Pope appeals for dialogue, protecting the vulnerable in Burkina Faso

Pope appeals for dialogue, protecting the vulnerable in Burkina Faso

Pope appeals for dialogue, protecting the vulnerable in Burkina Faso

A displaced woman in Dablo, Burkina Faso, looks on while she waits for help March 1, 2019. (Credit: Luc Gnago/Reuters via CNS.)

After one of the deadliest attacks in Burkina Faso in recent years, Pope Francis urged leaders there to do more to protect vulnerable civilians and to promote dialogue and social harmony.

ROME — After one of the deadliest attacks in Burkina Faso in recent years, Pope Francis urged leaders there to do more to protect vulnerable civilians and to promote dialogue and social harmony.

Speaking with visitors attending the general audience in St.
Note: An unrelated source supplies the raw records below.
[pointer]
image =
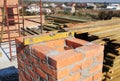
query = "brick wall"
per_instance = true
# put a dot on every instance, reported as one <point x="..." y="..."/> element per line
<point x="9" y="2"/>
<point x="68" y="59"/>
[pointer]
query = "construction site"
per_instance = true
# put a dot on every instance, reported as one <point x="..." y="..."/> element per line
<point x="57" y="47"/>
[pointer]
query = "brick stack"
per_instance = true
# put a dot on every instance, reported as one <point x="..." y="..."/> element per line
<point x="67" y="59"/>
<point x="9" y="2"/>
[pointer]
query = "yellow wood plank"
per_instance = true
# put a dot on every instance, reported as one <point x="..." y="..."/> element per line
<point x="44" y="38"/>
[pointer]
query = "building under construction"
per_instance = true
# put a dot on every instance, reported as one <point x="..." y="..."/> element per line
<point x="57" y="48"/>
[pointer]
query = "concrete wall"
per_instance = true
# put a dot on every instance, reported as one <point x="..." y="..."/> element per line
<point x="68" y="59"/>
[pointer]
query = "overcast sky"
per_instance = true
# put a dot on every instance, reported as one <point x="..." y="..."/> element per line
<point x="85" y="0"/>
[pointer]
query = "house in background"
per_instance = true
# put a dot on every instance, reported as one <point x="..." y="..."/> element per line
<point x="113" y="7"/>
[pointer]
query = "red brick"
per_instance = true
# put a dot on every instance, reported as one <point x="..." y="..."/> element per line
<point x="72" y="44"/>
<point x="22" y="77"/>
<point x="87" y="63"/>
<point x="74" y="77"/>
<point x="92" y="50"/>
<point x="56" y="43"/>
<point x="76" y="67"/>
<point x="97" y="76"/>
<point x="33" y="74"/>
<point x="99" y="58"/>
<point x="48" y="70"/>
<point x="51" y="78"/>
<point x="96" y="68"/>
<point x="77" y="41"/>
<point x="65" y="59"/>
<point x="40" y="72"/>
<point x="32" y="59"/>
<point x="21" y="63"/>
<point x="88" y="79"/>
<point x="41" y="51"/>
<point x="63" y="73"/>
<point x="28" y="77"/>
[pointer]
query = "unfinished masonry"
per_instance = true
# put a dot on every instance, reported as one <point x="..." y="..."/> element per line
<point x="68" y="59"/>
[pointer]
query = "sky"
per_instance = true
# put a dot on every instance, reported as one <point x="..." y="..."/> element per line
<point x="84" y="0"/>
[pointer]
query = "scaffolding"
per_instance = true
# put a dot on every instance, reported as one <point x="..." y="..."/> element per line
<point x="9" y="19"/>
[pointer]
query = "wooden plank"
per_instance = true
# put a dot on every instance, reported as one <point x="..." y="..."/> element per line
<point x="0" y="54"/>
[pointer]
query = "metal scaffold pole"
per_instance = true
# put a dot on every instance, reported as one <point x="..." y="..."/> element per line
<point x="41" y="28"/>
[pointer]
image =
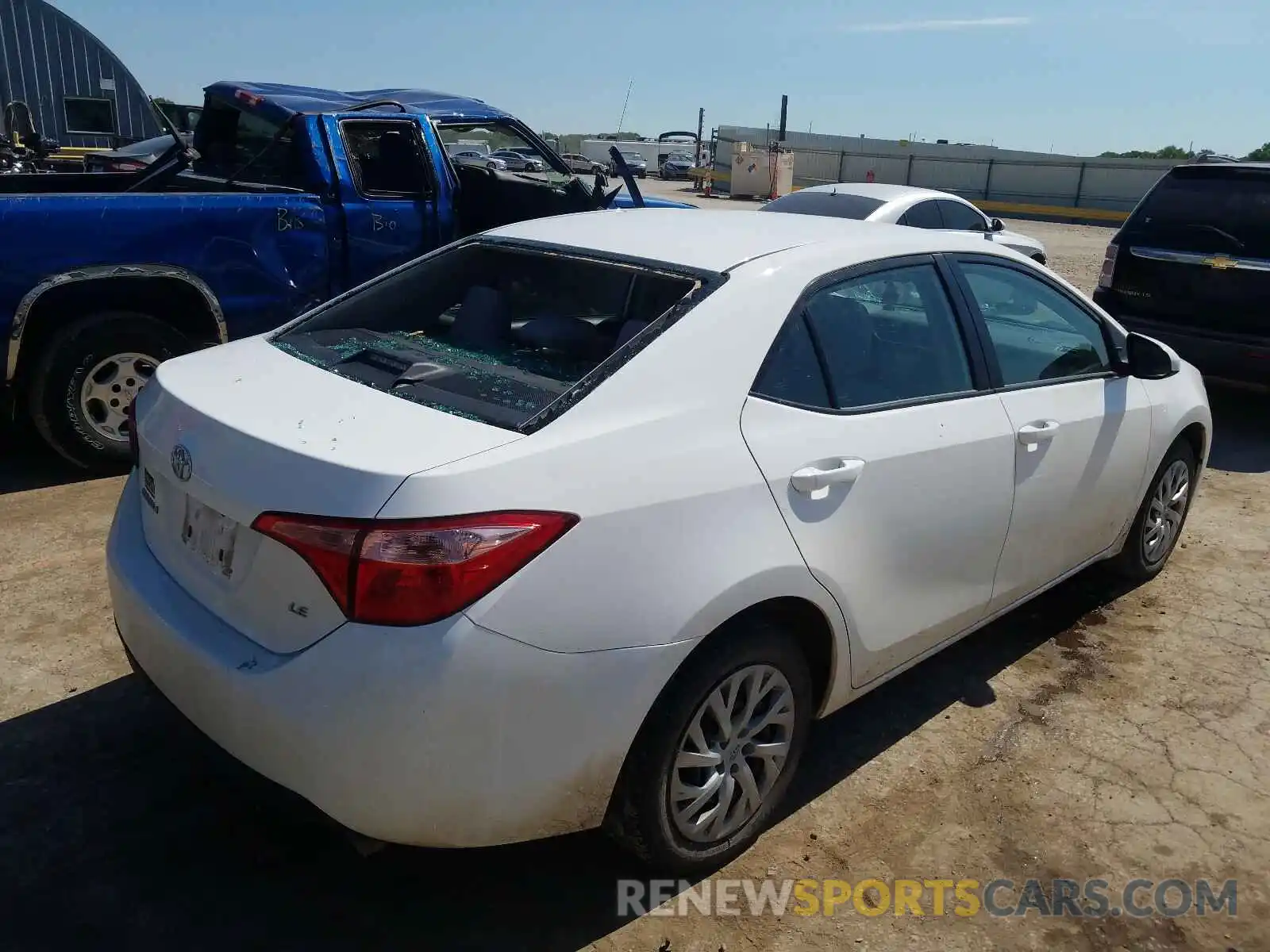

Peter’s Square Nov. 13, the pope said he was praying for all those who were killed, wounded, forced to flee and suffering because of the recurring violence.

Jihadi extremist groups have been waging violent attacks in the west Africa nation for the past several years. Militants have shut down schools and shot Christians dead at their churches. Since 2016, more than 1,000 people have been killed and nearly 500,000 displaced, most of them this year, according to Reuters.

The latest large-scale attack came Nov. 6 when unidentified gunmen ambushed five buses carrying 241 workers to a gold mine operated by a Canada-based company. At least 39 people were reported dead initially, but the death toll was expected to rise.

Referring to the recent attack, Francis said his thoughts were with the people of Burkina Faso, which is “suffering from recurring episodes of violence.”

He appealed to leaders to protect the most vulnerable in their country and he encouraged “civil and religious authorities and all those motivated by good will to multiply their efforts, in the spirit of the Abu Dhabi Document on Human Fraternity, to promote interreligious dialogue and harmony.”

Francis and Egyptian Sheikh Ahmad el-Tayeb, grand imam of al-Azhar, a leading authority for many Sunni Muslims, signed the Abu Dhabi Document in February, urging Christians and Muslims to respect each other’s rights, denounce the use of religion as a motivation for violence and promote dialogue.